¿Por qué dirigen su campaña contra Unidos Podemos?

El pasado viernes empezó la campaña electoral, y en estos días, estamos viendo un sinfín de actos, tweets, mensajes de Facebook, etc. coordinados por los diferentes gabinetes de comunicación de los partidos. El objetivo es claro, se trata de hacer llegar el mensaje que lanzan los candidatos de la mejor manera posible.

¿Y qué mensaje tienen los candidatos? Hasta ahora, estamos viendo algo que prácticamente se podría resumir en un “todos contra Unidos Podemos”, mientras que el mensaje de la formación morada es el de seguir lanzándole guiños al PSOE en busca de un gobierno de izquierdas.

De los partidos que atacan a Unidos Podemos en sus mensajes de campaña, PP, PSOE y Ciudadanos, cada uno lo hace por una razón diferente, aun siendo todas electoralistas.

Por un lado, no es ninguna sorpresa el decir que al PP le interesa un Unidos Podemos fuerte, de ahí que, en vez de atacar al PSOE, esté centrando su campaña en ignorar a la formación de Pedro Sánchez y dirigir principalmente sus ataques hacia la formación de Pablo Iglesias, para así hacer parecer al líder de Unidos Podemos el principal rival de la campaña. Por otro lado, la antagonía política entre ambas formaciones

En cuanto al PSOE, podría haber sido de esperar que centraran su campaña en atacar a Mariano Rajoy e intentar situarse como la única alternativa. Sin embargo, están focalizando su campaña en atacar a Iglesias, dejando en segundo plano los ataques a Rajoy. Se podría pensar que es el preludio de una gran coalición, pero, sin embargo, la explicación es otra. El PSOE sabe que el “sorpasso” de Unidos Podemos es una posibilidad real hoy en día, con lo cual los socialistas están haciendo lo posible por retener a su electorado. Y éste es más próximo a Unidos Podemos que al Ciudadanos o el PP, con lo cual Pedro Sánchez tiene que atacar a Pablo Iglesias para hacerle saber a sus potenciales votantes que existe diferencias entre votar a uno u otro, para así conseguir que no se vayan a UP.
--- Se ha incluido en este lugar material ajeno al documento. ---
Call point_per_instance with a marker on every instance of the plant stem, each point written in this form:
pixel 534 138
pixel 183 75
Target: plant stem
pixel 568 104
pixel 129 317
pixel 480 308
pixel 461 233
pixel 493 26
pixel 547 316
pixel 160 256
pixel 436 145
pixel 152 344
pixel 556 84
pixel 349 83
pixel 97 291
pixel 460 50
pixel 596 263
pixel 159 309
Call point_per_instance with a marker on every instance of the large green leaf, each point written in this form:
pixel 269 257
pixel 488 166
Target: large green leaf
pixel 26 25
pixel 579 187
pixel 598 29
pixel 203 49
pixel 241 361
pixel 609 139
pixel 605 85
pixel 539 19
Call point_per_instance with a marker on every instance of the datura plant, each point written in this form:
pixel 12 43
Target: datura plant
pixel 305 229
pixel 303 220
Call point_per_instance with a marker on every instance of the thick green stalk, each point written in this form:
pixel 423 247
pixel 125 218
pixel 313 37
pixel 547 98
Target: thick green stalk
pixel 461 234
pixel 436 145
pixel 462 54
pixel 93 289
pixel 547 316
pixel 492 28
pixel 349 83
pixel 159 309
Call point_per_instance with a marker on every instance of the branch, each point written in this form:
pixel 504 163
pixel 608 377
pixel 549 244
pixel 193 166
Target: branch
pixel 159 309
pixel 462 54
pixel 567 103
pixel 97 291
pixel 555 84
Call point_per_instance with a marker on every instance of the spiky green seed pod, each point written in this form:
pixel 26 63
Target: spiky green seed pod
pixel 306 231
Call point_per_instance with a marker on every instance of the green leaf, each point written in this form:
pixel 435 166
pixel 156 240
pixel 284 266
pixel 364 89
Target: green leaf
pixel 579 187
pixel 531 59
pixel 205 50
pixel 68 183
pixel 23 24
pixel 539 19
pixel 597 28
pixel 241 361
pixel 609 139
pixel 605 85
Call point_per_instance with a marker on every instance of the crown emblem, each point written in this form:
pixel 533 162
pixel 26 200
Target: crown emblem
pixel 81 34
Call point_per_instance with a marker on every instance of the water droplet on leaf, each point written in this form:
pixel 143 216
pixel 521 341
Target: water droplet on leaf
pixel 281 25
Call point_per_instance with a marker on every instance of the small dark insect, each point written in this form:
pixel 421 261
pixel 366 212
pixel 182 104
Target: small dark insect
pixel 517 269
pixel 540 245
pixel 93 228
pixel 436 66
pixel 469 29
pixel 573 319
Y en cuanto a Ciudadanos, ay, Ciudadanos… El fantasma del voto útil les puede pasar factura. Su acuerdo con el PSOE tampoco ayuda. Han pasado en pocos meses de aspirar a pelear con los socialistas por la segunda plaza a saber que serán cuartos y tener la única incógnita de a que distancia quedarán de los socialistas y de la candidatura de Iglesias y cuantos diputados obtendrán. Sus ataques a Unidos Podemos son una mezcla de las razones que esgrimimos para explicar los del PP y los del PSOE. A nivel económico, Ciudadanos es un partido antagónico a la formación de Pablo Iglesias, con lo cual la estrategia se puede basar en criterios meramente ideológicos. Por otra parte, pese a presentarse como un partido de centro, el electorado de Ciudadanos proviene en su mayoría del PP, y es esta parte la que la formación naranja teme perder tras el pacto con Pedro Sánchez, y es a ellos a quien busca mantener con ese viraje hacia la derecha que parece haber emprendido el partido de Albert Rivera. No obstante, como en el caso de los socialistas, también intercalan en su discurso ataques a Mariano Rajoy y al PP para demostrar que, pese a que su principal enemigo es Unidos Podemos, tampoco quieren a este gobierno de la formación popular.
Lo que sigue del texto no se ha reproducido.